This essay originally appeared on ProjectCBD.org, republished here with permission.
We are living in a time when truth can be obscured by all manner of conspiracy theories. Alluring messaging that plays to preconceptions can be either blatantly or insidiously wrong. As I write this in the immediate wake of the 2020 elections, political candidates and parties are pointing left and right to the dangers of misinformation. In a refreshing twist, however, decisive ballot victories keep piling up for a winner that has endured far more conspiracy theory than any candidate or political party.
That undisputed winner is cannabis! And the diehard misinformation campaign is defined by the entrenched fallacy of “reefer madness”— the accusation that using cannabis leads to schizophrenia or similar diseases of psychosis.
I am happy to report that as the US grappled with election week anxieties, a very interesting new breakdown on the correlation between cannabis and schizophrenia appeared in the prestigious journal JAMA Psychiatry. It is a welcome injection of sanity into the scientific literature on this subject, which I have studied for over 20 years.
There remains an entrenched (although now fading) prejudice toward cannabis, having been branded as a slippery slope into psychotic illness. It is important to approach that backdrop with an open mind. As is probably the case with any successful conspiracy theory, the pointed notion that cannabis-causes-insanity found traction because there are grains of face-value believability to it.
Cannabis is a powerful psychoactive substance, even arguably hallucinogenic after heavy consumption. Cannabis has been used successfully as medicine for ages, but not without warnings of its potent effects. To the crux of the argument, it is also true that many young people use cannabis prior to subsequently developing schizophrenia (yes, the same can be said for tobacco), which is a disease that typically manifests in the mid-to-late 20’s.
We know this because in scientific studies, cannabis use has been repeatedly associated with higher incidence of schizophrenia. This is both true and important. Maybe the correlation is worrisome enough to justify warning labels and age restrictions. Or is it more than that? Is it a causal relationship that justifies some version of the reefer madness messaging that formed the bedrock of 20th century anti-cannabis propaganda? This core problem — that correlation does not prove causation — has been pointed out by many others to diffuse the journalistic impact of those who still preach the fear stories.
Alternatively, the association is possibly caused by confounds such as underlying genetic risk factors, or from cannabis experimentation co-occurring with other environmental stressors that influence disease risk. In this kind of scenario, a latent predisposition to schizophrenia may in some cases be hastened by cannabis use, but not independently caused by it.

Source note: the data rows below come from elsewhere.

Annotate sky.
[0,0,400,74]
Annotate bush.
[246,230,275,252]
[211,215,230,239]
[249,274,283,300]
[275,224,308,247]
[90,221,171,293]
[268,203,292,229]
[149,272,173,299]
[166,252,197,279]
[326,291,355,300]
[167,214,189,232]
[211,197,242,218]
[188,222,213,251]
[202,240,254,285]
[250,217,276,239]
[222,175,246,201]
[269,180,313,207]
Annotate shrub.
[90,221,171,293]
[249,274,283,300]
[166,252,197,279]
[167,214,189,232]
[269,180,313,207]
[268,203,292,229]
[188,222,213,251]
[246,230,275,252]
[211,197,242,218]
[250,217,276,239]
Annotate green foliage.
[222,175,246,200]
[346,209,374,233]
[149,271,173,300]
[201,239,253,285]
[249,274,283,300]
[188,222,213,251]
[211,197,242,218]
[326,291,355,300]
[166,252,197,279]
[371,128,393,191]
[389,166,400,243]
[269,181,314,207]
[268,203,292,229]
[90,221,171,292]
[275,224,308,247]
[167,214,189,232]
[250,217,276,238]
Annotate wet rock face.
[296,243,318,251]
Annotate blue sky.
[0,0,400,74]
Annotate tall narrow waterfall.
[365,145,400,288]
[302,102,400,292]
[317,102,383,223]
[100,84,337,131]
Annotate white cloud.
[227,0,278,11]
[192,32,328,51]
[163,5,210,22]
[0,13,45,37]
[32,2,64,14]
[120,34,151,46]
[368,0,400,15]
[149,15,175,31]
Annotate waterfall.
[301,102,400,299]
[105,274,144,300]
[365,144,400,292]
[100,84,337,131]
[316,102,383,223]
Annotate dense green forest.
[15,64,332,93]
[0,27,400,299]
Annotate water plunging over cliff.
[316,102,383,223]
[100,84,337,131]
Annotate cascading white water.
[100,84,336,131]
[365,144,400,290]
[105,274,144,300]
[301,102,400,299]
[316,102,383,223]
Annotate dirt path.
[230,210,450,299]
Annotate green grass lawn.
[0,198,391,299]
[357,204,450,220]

This could make it seem like cannabis is more of a danger than it is, lurking to poison the minds of otherwise healthy youth.
“HIJACKING THE BRAIN”
The popular narrative has been biased for generations to envision a direct causality, and so has NIH-funded research. Cannabis has been viewed as “hijacking the brain,” which is a language long used to discuss any recreational drug, but with marijuana having the special property of spiraling the brain into madness.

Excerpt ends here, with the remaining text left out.